The people who come to the coffee shop to work stay considerably longer than the folks who are just there to drink a cup of coffee. And their time distribution would be heavily skewed. These folks are unlikely to stay less than 30 minutes, so the distribution would drop off sharply on the left. There’s a wide variety of how long people might work, so I’d expect a long tail to the right. The inverse gamma distribution fits this description. Say there’s a 5% chance that a worker will stay less than 30 minutes, and a 5% chance they’ll stay more than two hours. Using this software to solve for parameters, we find a shape parameter of 6.047 and a scale parameter of 317.3 fits the time distribution in minutes. This distribution has a mean of about 63 minutes, which I suppose is reasonable.
Here’s what the graphs of the two distributions would look like: a symmetric distribution centered at 15 minutes for the drinkers and a skewed distribution centered around 63 minutes for the workers.
Now suppose 70% of customers are drinkers and 30% are workers. Then the mixture distribution would look like this.
As the percentage of workers goes down, so does the second hump in the graph. If a coffee shop had about 20% drinkers and 80% workers, the two humps would be about the same height.

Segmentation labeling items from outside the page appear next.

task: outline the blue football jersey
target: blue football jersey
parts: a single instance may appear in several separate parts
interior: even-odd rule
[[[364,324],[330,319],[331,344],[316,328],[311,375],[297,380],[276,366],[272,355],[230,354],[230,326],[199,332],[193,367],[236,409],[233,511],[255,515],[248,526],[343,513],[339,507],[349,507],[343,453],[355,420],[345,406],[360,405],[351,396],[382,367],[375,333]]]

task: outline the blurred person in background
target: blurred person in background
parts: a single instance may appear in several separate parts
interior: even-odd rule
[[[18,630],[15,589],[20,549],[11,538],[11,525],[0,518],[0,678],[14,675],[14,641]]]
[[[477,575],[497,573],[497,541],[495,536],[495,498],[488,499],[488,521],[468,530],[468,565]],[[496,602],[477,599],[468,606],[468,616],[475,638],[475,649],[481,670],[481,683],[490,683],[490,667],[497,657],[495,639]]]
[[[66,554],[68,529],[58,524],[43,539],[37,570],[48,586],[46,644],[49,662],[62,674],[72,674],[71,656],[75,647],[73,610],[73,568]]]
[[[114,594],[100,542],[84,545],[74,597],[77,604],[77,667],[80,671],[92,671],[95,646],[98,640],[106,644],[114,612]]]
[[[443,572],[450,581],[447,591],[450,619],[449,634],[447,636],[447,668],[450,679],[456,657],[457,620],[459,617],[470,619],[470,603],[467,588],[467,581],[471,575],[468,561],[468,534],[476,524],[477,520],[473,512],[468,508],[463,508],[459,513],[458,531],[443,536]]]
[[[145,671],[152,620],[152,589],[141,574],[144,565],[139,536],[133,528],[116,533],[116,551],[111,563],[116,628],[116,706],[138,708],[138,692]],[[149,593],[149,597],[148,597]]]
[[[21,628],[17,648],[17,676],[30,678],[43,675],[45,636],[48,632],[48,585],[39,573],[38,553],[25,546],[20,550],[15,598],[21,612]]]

How would you include people who come to a coffee shop with a friend?
Is this leading up to writing a grant for sitting in a coffee shop all day for six months?
Say, that’s a good idea! I hadn’t thought about that. Maybe I could write in some travel money so I could visit coffee shops in different cities. Wouldn’t want a regional bias in the data.
I spend a lot of time in coffee houses and rarely see people sit alone and drink coffee only. Either they order to go or come in with friends or something to do.
Modelling people who come in with friends is interesting since their behavior is not independent.
Wouldn’t Cox regression be a better starting point ?
i think i’ll plan on having *my* coffee
on the beaches of rio …
great post!
John, Nick Senofsky is interested in this…. can you forward this to him?
Oops, I didn’t read that very carefully, did I? Of course it’s not normal. It’s way right skewed.